Bella and Hanna. The Eldest Daughters of M. L. Nathanson by Christoffer Wilhelm Eckersberg
C.W. Eckersberg painted Bella and Hanna in 1820, a portrait of the two eldest daughters of Mendel Levin Nathanson. It hangs today in the National Gallery of Denmark as a cornerstone of the Danish Golden Age.
The first thing you notice is the silk. The seated sister wears emerald green satin that pools and catches the light with a weight you can feel. Eckersberg was a precise observer of texture, and that green anchors the whole composition. Then you look at the faces. Bella stands, Hanna sits, but their features are painted with a near-doubling similarity. Eckersberg called them two variations on a theme, and the effect is deliberate.

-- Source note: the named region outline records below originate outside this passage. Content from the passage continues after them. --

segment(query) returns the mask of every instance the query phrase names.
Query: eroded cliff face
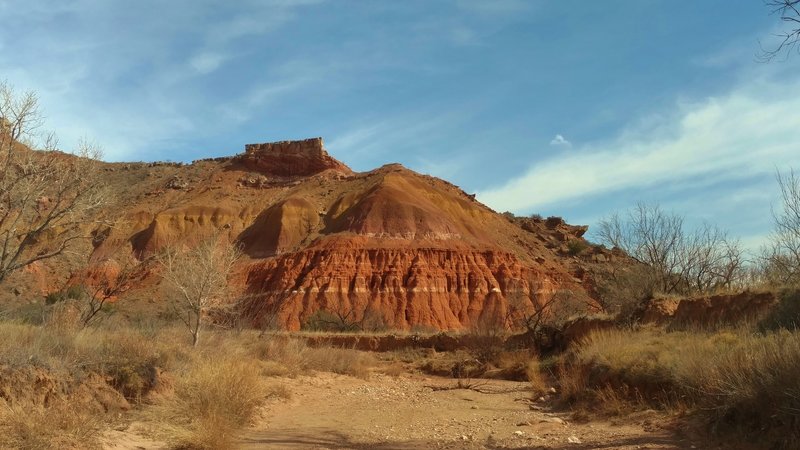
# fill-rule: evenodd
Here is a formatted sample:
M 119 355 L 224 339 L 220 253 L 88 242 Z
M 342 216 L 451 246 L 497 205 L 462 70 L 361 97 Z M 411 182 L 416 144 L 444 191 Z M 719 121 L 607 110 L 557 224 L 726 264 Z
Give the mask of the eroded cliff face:
M 322 138 L 248 144 L 239 160 L 249 169 L 282 176 L 309 176 L 325 170 L 352 173 L 325 151 Z
M 230 281 L 254 324 L 296 330 L 325 310 L 388 328 L 471 327 L 502 321 L 512 302 L 590 297 L 587 267 L 610 257 L 572 253 L 585 228 L 497 214 L 398 164 L 354 173 L 321 139 L 104 170 L 122 199 L 109 211 L 114 226 L 94 230 L 89 264 L 126 251 L 152 264 L 166 246 L 226 238 L 245 255 Z M 157 301 L 157 264 L 142 273 L 126 295 Z
M 253 264 L 246 313 L 299 330 L 325 310 L 393 329 L 460 329 L 498 322 L 508 298 L 545 301 L 559 283 L 500 250 L 348 248 L 345 242 Z

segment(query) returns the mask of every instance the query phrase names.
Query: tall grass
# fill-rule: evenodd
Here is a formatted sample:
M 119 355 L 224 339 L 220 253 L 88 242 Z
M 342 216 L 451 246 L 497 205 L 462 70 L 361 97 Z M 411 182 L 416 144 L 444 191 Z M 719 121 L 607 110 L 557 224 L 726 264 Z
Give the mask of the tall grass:
M 209 332 L 192 348 L 181 328 L 70 322 L 66 310 L 40 325 L 0 321 L 0 448 L 96 447 L 117 420 L 108 412 L 129 404 L 176 446 L 230 448 L 267 397 L 290 395 L 270 376 L 367 378 L 375 365 L 365 352 L 254 331 Z
M 559 382 L 563 400 L 605 412 L 691 409 L 767 446 L 800 439 L 798 333 L 603 331 L 562 361 Z

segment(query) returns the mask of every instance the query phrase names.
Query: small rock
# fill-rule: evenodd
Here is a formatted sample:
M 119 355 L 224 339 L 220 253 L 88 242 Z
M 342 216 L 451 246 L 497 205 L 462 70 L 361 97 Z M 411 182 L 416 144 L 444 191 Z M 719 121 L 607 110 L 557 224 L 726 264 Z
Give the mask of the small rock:
M 559 425 L 566 425 L 567 423 L 564 422 L 564 419 L 559 417 L 545 417 L 539 421 L 539 423 L 557 423 Z

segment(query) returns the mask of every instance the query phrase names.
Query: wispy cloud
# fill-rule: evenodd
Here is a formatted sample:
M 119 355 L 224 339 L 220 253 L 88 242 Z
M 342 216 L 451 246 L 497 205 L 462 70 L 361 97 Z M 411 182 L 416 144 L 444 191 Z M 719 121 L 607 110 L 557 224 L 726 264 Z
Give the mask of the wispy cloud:
M 608 142 L 532 162 L 522 176 L 478 194 L 523 211 L 621 190 L 710 184 L 776 165 L 800 165 L 800 83 L 754 80 L 725 96 L 682 102 Z
M 568 141 L 564 136 L 557 134 L 553 139 L 550 140 L 550 145 L 553 147 L 564 147 L 570 148 L 572 147 L 572 142 Z

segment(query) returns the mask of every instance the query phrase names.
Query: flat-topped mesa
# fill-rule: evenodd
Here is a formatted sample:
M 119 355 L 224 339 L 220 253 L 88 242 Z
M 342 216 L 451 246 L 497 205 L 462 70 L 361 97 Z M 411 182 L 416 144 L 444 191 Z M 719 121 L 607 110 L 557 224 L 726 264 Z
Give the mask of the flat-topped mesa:
M 328 155 L 321 137 L 302 141 L 248 144 L 244 150 L 244 154 L 238 157 L 239 161 L 251 170 L 272 175 L 309 176 L 329 169 L 346 174 L 353 172 Z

Behind them, a parrot sits in a gilded cage. It is a living creature that can fly, placed inside something beautiful but locked. Scholars read it as a symbol of the sisters themselves: raised in a sheltered, comfortable home, aware of a wider world they cannot yet enter. The standing sister's hands reach toward the cage, completing the link.
Eckersberg had trained in Paris under Jacques-Louis David and brought Neoclassical clarity back to Copenhagen. He became known as the Father of Danish Painting, and the Golden Age begins here. When you sit with this painting long enough, the resemblance between the sisters starts to feel like the real subject, and the cage answers why.
Details
Transcript
Two sisters, two poses, one striking resemblance. Eckersberg was asked to paint a large family portrait in 1820. He turned it into something stranger: two variations on a theme. Look at the silk he painted here. Every fold catches the light. Now look past them, at the gilded cage. A parrot that can fly, but cannot. The caged bird was no accident. Their longing for a life beyond this room is built into the painting.